Tampoco se ofenden si cuando estás apurado no les prestás atención cuando se cruzan entre tus piernas, haciéndote cariño...
Ni te recriminan si cuando se te suben al regazo para dormirse una siesta, buscando tu calor,  los bajás porque en ese momento "no te pueden llenar de pelos la ropa"...
Ellos esperan, siempre esperan... otro momento en el que estés menos ocupado, o más de "entrecasa", o ya te hayas despertado...y nunca recuerdan esas cosas, sólo recuerdan que estás ahí para darte su cariño y pedirte lo mínimo, su alimento, que no sólo es la comida y el agua, sino que su mayor alimento son tus caricias y tu dedicación...
Y cuando se van "al cielo",  te quedás pensando si les diste tanto como ellos a vos...
Ojalá.

Por qué será que uno los extraña tanto  y no deja de recordarlos...?
Por qué será que ahora no me importa mi alfombra arañada ni sus pelos en mi ropa,  ni que me despertara cada madrugada con sus maullidos para comer, con su inagotable hambre de gato gordo?

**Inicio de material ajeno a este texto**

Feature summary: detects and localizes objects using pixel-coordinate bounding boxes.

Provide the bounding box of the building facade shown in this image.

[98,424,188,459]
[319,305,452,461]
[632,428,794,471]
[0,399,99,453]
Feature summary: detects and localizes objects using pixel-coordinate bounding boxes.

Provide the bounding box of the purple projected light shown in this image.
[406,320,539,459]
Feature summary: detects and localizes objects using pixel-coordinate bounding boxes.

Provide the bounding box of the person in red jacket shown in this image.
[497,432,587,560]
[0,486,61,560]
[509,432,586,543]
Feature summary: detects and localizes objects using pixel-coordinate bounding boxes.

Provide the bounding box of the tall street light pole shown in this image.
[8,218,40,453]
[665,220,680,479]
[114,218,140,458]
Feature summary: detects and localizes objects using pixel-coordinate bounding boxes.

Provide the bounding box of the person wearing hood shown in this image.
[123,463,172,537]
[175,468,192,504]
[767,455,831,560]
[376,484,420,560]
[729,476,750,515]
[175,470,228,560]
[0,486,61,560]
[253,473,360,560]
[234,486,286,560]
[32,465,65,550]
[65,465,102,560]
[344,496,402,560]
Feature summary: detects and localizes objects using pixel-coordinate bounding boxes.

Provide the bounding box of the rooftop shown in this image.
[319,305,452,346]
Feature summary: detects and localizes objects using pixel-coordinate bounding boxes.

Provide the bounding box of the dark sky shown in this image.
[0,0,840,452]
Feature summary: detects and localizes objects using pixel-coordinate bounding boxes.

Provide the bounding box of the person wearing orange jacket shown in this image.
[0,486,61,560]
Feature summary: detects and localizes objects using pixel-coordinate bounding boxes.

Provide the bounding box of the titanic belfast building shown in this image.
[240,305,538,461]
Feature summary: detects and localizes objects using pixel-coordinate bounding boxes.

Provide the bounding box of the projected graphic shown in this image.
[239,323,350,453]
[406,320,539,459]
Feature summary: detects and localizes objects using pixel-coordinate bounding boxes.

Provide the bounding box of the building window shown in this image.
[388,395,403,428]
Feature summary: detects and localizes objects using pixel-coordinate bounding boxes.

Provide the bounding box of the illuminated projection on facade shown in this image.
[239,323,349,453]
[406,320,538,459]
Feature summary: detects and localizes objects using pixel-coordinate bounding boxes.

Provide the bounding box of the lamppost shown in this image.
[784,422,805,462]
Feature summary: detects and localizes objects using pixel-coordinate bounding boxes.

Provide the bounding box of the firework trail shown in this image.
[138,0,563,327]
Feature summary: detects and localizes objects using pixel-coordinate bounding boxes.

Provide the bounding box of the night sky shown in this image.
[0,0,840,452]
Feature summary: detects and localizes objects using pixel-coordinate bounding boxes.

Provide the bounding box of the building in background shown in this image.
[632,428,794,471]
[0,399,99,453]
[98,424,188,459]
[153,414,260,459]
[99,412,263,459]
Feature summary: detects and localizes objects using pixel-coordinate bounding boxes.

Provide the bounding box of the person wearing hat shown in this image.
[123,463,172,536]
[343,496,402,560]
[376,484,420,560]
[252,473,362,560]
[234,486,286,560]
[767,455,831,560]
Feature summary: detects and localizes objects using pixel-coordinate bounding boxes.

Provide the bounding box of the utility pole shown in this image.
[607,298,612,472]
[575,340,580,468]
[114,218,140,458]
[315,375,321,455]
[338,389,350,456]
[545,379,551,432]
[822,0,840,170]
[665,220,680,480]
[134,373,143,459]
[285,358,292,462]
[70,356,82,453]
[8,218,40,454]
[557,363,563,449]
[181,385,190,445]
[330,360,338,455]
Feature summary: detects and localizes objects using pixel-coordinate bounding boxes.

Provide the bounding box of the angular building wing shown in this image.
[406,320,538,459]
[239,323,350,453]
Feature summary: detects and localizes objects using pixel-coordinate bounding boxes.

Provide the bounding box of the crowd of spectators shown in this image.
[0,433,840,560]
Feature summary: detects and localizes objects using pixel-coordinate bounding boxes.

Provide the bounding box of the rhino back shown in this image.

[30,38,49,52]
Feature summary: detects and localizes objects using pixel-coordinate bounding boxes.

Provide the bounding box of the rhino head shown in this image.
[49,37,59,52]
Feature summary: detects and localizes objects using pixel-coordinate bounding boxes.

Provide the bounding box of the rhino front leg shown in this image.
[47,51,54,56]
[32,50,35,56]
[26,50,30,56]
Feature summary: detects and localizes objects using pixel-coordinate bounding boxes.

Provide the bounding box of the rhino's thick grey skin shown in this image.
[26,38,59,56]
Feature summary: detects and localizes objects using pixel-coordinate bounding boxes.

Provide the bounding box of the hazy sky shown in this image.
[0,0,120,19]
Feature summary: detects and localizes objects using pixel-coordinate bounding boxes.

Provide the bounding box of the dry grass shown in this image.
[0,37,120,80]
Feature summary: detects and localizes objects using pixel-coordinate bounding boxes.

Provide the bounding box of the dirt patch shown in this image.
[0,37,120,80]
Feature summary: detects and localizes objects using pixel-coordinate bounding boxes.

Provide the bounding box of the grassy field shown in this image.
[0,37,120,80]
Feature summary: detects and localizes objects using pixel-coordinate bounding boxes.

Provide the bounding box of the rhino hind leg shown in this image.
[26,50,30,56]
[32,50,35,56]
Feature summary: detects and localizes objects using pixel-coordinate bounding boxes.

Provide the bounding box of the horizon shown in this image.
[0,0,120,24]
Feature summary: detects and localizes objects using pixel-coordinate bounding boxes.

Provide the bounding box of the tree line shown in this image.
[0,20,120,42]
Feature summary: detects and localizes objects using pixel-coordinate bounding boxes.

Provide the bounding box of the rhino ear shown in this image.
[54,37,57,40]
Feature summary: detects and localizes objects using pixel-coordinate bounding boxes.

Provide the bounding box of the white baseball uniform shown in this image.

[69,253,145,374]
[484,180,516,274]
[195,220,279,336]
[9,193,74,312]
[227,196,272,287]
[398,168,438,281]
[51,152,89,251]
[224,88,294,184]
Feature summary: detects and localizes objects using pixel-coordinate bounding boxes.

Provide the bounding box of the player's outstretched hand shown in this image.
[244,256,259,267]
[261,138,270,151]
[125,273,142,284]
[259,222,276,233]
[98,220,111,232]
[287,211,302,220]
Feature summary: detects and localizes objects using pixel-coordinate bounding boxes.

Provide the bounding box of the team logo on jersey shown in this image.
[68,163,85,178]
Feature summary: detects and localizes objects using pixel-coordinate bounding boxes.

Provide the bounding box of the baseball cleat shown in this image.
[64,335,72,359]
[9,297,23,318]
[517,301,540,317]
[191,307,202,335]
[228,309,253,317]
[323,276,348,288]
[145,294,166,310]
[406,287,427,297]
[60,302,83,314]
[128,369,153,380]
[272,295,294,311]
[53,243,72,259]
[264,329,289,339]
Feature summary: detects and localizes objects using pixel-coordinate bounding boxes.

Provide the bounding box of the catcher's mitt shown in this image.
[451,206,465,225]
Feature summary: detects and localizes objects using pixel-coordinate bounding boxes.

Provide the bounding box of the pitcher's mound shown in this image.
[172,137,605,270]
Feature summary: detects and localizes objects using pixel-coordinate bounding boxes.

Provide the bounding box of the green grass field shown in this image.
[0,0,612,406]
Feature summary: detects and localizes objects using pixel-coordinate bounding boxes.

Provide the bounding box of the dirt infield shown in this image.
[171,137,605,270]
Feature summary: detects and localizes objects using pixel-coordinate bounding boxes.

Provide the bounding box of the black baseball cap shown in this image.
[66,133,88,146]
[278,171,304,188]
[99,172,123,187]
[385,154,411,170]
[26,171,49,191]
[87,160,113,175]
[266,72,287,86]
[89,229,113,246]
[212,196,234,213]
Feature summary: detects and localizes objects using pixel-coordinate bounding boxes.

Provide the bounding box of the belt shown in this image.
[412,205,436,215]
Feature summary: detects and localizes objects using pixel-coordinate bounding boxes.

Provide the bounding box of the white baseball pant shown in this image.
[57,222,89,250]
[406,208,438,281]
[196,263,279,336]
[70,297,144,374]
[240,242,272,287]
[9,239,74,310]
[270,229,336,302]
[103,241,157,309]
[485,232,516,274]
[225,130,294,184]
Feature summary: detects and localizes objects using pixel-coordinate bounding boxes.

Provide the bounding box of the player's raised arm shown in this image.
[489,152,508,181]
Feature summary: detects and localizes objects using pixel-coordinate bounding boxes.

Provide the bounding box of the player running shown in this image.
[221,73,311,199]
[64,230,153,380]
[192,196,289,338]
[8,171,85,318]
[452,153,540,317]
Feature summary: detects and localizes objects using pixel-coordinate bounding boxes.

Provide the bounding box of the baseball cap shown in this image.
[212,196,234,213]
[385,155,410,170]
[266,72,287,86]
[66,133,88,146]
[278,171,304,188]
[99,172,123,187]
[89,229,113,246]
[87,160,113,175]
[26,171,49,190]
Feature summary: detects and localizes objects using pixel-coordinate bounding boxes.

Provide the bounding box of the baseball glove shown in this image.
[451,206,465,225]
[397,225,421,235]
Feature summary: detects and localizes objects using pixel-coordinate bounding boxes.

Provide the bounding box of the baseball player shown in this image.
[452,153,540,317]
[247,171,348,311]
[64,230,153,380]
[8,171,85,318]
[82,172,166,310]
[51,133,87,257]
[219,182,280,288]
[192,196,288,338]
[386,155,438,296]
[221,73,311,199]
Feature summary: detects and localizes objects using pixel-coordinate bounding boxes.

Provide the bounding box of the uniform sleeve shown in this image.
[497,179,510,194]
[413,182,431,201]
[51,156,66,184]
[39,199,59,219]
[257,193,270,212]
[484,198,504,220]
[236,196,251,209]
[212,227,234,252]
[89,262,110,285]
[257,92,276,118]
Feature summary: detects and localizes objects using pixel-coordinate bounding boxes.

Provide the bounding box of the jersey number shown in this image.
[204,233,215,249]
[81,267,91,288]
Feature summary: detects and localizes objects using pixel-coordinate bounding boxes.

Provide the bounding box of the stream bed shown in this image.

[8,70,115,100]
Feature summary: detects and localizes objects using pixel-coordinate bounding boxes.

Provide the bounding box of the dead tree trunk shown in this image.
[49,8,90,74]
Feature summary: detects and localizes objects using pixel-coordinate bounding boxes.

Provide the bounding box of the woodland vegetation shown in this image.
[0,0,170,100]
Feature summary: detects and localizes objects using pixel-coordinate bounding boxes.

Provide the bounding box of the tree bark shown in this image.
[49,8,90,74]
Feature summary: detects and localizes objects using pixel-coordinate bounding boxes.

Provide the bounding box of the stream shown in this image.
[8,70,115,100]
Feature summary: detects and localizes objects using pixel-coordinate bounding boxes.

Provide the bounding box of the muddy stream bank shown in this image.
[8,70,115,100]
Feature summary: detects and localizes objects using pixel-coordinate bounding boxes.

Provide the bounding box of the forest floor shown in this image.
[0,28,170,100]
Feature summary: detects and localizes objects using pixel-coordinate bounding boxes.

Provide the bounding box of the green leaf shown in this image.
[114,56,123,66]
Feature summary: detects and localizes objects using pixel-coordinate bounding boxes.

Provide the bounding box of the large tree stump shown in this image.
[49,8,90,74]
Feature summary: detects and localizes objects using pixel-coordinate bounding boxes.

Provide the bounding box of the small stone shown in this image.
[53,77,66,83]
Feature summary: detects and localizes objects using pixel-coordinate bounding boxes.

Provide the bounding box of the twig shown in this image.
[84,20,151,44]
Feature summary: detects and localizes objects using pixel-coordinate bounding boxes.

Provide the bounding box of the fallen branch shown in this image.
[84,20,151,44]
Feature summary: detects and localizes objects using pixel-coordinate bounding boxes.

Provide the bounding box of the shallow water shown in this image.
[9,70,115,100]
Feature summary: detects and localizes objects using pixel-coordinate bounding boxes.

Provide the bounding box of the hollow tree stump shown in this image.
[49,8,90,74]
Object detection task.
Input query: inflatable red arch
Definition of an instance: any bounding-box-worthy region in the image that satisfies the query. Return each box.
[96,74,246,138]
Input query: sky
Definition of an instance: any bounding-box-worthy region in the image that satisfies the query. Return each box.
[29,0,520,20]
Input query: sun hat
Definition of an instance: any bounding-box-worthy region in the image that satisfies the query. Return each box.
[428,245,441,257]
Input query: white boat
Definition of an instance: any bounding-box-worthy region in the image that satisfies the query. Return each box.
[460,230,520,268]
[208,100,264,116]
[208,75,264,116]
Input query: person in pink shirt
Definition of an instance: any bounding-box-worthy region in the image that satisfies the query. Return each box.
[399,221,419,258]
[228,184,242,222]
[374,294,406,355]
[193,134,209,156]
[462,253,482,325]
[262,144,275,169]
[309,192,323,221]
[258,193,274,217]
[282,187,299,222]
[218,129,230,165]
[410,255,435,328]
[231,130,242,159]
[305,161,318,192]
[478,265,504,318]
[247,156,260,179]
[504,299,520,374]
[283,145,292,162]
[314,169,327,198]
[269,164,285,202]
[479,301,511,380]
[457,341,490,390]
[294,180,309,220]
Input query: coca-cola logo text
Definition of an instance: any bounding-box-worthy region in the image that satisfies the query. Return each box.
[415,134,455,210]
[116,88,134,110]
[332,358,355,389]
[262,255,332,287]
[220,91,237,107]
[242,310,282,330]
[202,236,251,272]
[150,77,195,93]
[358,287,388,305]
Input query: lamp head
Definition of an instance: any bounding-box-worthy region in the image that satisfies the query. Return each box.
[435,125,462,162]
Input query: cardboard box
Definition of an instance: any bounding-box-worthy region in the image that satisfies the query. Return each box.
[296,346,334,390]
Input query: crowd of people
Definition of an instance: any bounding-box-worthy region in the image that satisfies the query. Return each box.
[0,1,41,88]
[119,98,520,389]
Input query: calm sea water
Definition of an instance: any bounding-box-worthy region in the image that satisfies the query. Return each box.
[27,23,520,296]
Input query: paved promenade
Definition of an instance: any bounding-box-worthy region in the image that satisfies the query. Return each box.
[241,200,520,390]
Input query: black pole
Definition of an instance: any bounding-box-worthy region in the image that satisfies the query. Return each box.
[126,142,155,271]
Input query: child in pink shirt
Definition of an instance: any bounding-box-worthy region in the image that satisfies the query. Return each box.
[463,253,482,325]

Quizá sea porque  en ese momento en que se van, te das cuenta de lo que significa la palabra "incondicional", quizá porque son ellos, y sólo ellos, los animales, quienes con su mirada silenciosa te lo recuerdan cada día...

8 comentarios:

  1. Ellos son la presencia de lo sagrado en nuestras vidas. Una presencia entera, completa, sin componentes humanos antinutritivos (expectativas, juicios, especulaciones, etc.). La tristeza será mucha y profunda, indudablemente. Pero el corazón sabrá transitarla hasta componerlo gracias al legado del amor puro que este "pequeño" maestro supo brindarte/les. Para duelar te acompaña mi abrazo.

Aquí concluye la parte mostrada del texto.